15. In Sunder Dass v. Ram Parkash, AIR 1977 SC 1201, it is stated at page 1204 :

" Now, the law is well-settled that an executing court cannot go behind the decree nor can it question its legality or correctness. But there is one exception to this general rule and that is that where the decree sought to be executed is a nullity for lack of inherent jurisdiction in the court passing it, its invalidity can be set up in an execution proceeding. Where there is lack of inherent jurisdiction, it goes to the root of the competence of the court to try the case and a decree which is a nullity is void and can be declared to be void by any court in which it is presented. Its nullity can be set up whenever and wherever it is sought to be enforced or relied upon and even at the stage of execution or even in collateral proceedings. The executing court can, therefore, entertain an objection that the decree is a nullity and can refuse to execute the decree. By doing so, the executing court would not incur the reproach that it is going behind the decree, because the decree being null and void, there would really be no decree at all, vide Kiran Singh v. Chaman Paswan [1955] 1 SCR 117 ; AIR 1954 SC 340 and Hiralal Patni v. Kali Nath [1962] 2 SCR 747 ; AIR 1962 SC 199. It is, therefore, obvious that in the present case, it was competent to the executing court to examine whether the decree for eviction was a nullity on the ground that the civil court had no inherent jurisdiction to entertain the suit in which the decree for eviction was passed. If the decree for eviction was a nullity, the executing court could declare it to be such and decline to execute it against the respondent."

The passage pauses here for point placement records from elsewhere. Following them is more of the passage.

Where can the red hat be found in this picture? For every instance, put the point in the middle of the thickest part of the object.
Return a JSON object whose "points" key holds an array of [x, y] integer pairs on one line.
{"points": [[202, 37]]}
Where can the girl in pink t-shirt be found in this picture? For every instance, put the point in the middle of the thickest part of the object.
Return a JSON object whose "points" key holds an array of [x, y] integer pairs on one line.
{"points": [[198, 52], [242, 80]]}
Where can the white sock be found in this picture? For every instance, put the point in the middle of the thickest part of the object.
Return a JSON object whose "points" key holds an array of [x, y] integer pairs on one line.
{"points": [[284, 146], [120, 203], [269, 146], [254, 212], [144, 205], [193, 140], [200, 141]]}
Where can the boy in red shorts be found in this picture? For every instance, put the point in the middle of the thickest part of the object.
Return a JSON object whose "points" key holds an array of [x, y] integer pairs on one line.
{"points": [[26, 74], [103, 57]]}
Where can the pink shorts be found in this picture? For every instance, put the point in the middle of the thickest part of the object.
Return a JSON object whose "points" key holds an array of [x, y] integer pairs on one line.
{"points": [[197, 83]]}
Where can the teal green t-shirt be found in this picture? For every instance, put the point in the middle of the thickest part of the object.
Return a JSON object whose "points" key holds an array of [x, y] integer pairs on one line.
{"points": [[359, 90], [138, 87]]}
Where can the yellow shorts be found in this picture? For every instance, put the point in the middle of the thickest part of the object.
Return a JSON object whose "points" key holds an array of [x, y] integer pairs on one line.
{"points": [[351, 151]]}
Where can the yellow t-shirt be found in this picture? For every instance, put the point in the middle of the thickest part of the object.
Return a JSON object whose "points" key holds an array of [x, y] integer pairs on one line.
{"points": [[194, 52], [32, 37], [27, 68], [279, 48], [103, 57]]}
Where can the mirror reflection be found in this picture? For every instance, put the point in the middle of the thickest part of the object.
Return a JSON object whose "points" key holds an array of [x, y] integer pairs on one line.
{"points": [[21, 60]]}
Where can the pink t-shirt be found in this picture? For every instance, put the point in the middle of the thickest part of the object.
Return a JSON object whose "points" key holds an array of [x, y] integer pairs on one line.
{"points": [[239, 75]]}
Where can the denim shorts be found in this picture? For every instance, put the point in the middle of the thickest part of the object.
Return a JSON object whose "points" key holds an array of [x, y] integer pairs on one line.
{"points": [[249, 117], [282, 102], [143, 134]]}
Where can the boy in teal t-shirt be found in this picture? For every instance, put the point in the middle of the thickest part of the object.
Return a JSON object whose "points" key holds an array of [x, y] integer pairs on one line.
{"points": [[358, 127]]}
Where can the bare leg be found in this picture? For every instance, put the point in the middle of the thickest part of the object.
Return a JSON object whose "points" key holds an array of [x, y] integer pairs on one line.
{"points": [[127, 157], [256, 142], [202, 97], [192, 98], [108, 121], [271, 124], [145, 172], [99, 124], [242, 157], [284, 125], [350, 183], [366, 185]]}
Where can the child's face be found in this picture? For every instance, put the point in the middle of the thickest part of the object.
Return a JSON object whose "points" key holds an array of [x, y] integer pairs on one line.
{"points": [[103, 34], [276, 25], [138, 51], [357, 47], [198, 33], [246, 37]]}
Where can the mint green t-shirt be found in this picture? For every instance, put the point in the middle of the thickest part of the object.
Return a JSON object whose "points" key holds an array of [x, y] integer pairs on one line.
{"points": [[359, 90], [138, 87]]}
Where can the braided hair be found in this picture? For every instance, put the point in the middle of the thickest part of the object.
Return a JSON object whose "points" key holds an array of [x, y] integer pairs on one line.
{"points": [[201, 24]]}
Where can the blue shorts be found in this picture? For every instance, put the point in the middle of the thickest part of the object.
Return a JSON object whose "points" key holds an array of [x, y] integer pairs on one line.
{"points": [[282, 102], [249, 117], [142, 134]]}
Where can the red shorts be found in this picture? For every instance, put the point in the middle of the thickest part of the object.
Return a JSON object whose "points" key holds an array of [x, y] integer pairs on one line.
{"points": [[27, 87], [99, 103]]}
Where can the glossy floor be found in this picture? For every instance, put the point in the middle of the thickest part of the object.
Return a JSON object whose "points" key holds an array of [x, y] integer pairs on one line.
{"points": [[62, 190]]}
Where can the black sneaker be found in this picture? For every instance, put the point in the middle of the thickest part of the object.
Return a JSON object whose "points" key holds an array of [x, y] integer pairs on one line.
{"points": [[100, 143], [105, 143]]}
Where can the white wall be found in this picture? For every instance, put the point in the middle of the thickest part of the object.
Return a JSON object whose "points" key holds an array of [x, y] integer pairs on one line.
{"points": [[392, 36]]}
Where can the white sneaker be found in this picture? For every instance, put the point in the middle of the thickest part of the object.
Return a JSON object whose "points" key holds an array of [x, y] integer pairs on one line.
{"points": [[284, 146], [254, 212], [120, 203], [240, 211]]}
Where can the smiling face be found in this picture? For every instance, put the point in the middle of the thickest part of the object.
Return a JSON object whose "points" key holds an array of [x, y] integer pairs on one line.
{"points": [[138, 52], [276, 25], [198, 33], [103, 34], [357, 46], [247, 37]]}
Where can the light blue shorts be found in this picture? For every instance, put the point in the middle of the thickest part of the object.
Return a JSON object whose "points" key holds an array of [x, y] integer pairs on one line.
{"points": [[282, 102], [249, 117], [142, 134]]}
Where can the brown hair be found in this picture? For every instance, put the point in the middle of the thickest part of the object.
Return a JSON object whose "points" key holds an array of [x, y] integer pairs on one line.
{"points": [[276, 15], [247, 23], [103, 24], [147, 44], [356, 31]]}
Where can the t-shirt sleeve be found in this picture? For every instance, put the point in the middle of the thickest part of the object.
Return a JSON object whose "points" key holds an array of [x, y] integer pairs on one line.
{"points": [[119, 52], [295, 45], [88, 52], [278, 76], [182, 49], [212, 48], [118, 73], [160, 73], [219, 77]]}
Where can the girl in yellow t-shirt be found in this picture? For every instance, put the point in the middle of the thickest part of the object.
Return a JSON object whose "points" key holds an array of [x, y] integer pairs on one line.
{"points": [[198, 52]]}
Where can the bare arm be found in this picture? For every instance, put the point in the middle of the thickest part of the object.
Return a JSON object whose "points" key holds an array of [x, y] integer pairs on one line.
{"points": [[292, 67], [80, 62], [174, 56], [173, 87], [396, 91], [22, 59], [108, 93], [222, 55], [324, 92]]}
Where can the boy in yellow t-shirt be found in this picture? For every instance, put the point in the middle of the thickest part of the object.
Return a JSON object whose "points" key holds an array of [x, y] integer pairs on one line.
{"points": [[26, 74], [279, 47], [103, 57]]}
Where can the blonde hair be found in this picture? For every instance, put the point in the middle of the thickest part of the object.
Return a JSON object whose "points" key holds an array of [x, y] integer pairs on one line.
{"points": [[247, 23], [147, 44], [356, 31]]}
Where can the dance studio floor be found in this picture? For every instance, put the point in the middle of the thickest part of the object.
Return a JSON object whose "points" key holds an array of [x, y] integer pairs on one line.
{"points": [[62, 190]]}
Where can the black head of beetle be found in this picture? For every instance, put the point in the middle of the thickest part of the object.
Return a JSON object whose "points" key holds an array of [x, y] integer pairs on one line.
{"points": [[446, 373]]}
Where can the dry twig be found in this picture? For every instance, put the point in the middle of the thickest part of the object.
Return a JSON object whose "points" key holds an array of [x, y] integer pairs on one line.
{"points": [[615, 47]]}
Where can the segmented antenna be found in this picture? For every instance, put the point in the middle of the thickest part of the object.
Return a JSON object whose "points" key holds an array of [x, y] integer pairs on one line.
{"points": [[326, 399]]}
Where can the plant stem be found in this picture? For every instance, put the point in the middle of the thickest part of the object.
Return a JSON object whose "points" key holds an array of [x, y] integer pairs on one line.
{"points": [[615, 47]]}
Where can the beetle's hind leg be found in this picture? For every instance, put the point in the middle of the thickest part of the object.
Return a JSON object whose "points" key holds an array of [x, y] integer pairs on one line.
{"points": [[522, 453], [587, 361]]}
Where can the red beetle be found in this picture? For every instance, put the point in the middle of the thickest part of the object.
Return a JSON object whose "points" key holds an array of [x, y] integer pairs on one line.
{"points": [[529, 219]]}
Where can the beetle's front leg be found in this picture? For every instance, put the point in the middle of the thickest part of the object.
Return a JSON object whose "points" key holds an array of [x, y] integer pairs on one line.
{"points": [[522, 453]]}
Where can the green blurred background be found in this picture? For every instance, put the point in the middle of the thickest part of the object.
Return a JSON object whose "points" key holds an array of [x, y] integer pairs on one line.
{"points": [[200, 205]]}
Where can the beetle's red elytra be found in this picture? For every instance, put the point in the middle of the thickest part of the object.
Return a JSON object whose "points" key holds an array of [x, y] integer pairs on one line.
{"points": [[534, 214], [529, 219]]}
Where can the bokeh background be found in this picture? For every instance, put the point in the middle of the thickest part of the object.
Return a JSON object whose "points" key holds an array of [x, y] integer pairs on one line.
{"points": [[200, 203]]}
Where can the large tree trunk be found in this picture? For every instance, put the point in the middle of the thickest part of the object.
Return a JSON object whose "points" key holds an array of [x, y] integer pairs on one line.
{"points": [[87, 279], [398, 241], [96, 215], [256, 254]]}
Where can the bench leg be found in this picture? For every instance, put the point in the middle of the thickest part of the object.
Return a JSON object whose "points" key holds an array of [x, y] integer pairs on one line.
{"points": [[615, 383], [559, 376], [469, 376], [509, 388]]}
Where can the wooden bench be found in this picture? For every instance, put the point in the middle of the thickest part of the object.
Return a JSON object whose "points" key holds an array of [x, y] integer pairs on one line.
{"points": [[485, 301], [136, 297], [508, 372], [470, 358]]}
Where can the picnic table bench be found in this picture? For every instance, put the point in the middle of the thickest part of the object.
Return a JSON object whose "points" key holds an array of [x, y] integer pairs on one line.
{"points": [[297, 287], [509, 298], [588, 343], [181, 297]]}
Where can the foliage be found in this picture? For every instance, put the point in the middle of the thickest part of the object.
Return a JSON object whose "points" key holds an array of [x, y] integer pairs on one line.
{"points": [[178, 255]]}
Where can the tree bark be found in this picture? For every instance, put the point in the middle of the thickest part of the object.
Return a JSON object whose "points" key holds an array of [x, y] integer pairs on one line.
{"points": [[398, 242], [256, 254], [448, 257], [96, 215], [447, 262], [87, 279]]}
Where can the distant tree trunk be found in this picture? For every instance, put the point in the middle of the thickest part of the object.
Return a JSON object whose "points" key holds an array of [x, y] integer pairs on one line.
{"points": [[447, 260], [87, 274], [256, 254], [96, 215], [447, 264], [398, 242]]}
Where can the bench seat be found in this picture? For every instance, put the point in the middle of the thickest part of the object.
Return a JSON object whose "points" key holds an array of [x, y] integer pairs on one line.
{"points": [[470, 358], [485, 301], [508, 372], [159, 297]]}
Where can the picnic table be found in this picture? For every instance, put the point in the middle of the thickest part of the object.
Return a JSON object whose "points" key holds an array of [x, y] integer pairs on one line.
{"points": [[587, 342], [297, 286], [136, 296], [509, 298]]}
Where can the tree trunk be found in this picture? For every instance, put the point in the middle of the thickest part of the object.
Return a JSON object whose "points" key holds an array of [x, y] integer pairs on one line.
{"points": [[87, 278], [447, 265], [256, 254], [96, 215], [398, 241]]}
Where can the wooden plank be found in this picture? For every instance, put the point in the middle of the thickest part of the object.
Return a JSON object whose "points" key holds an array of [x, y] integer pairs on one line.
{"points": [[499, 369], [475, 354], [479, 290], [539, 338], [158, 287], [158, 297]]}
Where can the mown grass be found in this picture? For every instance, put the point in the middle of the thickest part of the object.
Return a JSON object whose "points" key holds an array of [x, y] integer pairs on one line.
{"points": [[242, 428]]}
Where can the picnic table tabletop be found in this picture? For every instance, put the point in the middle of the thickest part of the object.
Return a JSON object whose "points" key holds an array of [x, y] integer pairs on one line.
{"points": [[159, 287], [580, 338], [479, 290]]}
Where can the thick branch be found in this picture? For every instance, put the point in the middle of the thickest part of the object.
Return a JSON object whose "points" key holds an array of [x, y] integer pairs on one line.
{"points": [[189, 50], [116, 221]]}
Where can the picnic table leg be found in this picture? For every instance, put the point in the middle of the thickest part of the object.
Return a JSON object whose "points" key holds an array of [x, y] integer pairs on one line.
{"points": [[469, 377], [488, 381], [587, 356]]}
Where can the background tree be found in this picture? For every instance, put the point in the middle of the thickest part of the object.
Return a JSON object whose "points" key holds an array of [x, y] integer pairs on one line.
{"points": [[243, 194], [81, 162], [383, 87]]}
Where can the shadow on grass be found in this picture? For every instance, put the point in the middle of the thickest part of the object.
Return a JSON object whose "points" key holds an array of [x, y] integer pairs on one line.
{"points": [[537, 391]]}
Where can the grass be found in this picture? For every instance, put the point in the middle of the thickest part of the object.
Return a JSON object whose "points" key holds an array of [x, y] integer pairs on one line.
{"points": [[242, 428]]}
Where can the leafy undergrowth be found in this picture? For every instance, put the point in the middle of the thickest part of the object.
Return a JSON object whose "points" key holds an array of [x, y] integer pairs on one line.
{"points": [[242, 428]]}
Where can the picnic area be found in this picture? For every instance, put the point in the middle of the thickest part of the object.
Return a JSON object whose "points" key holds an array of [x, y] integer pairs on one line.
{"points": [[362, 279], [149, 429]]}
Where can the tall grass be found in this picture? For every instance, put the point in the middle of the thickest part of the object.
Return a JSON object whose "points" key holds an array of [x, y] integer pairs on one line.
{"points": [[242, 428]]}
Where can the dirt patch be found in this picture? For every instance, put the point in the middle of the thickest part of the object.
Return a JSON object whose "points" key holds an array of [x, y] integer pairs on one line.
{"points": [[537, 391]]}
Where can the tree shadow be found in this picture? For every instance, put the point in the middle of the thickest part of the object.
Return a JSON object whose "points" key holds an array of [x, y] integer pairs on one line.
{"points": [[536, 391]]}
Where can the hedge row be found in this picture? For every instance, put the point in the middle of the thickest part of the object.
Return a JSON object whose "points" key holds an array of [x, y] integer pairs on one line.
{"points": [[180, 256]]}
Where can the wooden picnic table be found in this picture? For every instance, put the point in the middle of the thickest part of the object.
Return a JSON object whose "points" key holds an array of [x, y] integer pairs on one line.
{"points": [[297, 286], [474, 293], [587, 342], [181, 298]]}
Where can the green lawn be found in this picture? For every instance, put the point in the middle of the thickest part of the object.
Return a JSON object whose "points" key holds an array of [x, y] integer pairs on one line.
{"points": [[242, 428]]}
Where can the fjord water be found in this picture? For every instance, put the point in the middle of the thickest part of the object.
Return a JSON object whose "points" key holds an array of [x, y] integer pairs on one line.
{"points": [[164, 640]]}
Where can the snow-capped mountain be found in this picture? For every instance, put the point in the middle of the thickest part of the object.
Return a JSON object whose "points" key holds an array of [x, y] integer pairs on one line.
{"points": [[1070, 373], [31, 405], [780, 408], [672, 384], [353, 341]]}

16. It is only in such cases where the court lacks inherent jurisdiction that the executing court can decline to execute the decree.

17. The plea of estoppel by election even if available is one which the judgment-debtor might and ought to have raised at the trial of the suit. Once the suit has ended in a decree, it is not open to the judgment-debtor to raise an objection at the execution stage that the decree ought not have been passed as the suit is barred by estoppel. The Privy Council in Jagadish Chandra Deo Dhabal Deb v. Gour Hari Mahato, AIR 1936 PC 258 has held that, unless a plea of res judicata is raised, the court is competent to go into the question on merits and the decree passed will not be lacking in jurisdiction.

18. In Ittyavira Mathai v. Varkey Varhey, AIR 1964 SC 907, it is held that a decree passed in a suit, entertained by ignoring the bar of limitation under Section 3 of the Limitation Act, is nevertheless a valid decree, and cannot be ignored as one passed without jurisdiction. In Craies on Statute Law, Seventh Edition, it is stated at page 269 :

" Where a statute deprives a person of a legal remedy, but does not deny him a cause of action ( e.g., the Statute of Frauds and its replacements or a Statute of Limitation), courts of justice, whether under the specific rules of procedure or under their general course of practice, treat the right of the defendant to bar the remedy as waived if he does not plead the statute which bars it. ' It is evident', said Alderson B., 'that a party who has a benefit given him by statute may waive it if he thinks fit '. "

19. It is thus clear that so long as the cause of action is not extinguished, there is no question of any inherent lack of jurisdiction. We are, therefore, of the view that Maniyan's case [1988] 2 KLT 722 ; [1991] 71 Comp Cas 328 (Ker), is not correctly decided.

20. For the aforesaid reasons, we set aside the order of the court below and restore E. P. No. 278 of 1988 to be proceeded with in accordance with law. The civil revision petition is allowed. The parties will suffer their respective costs.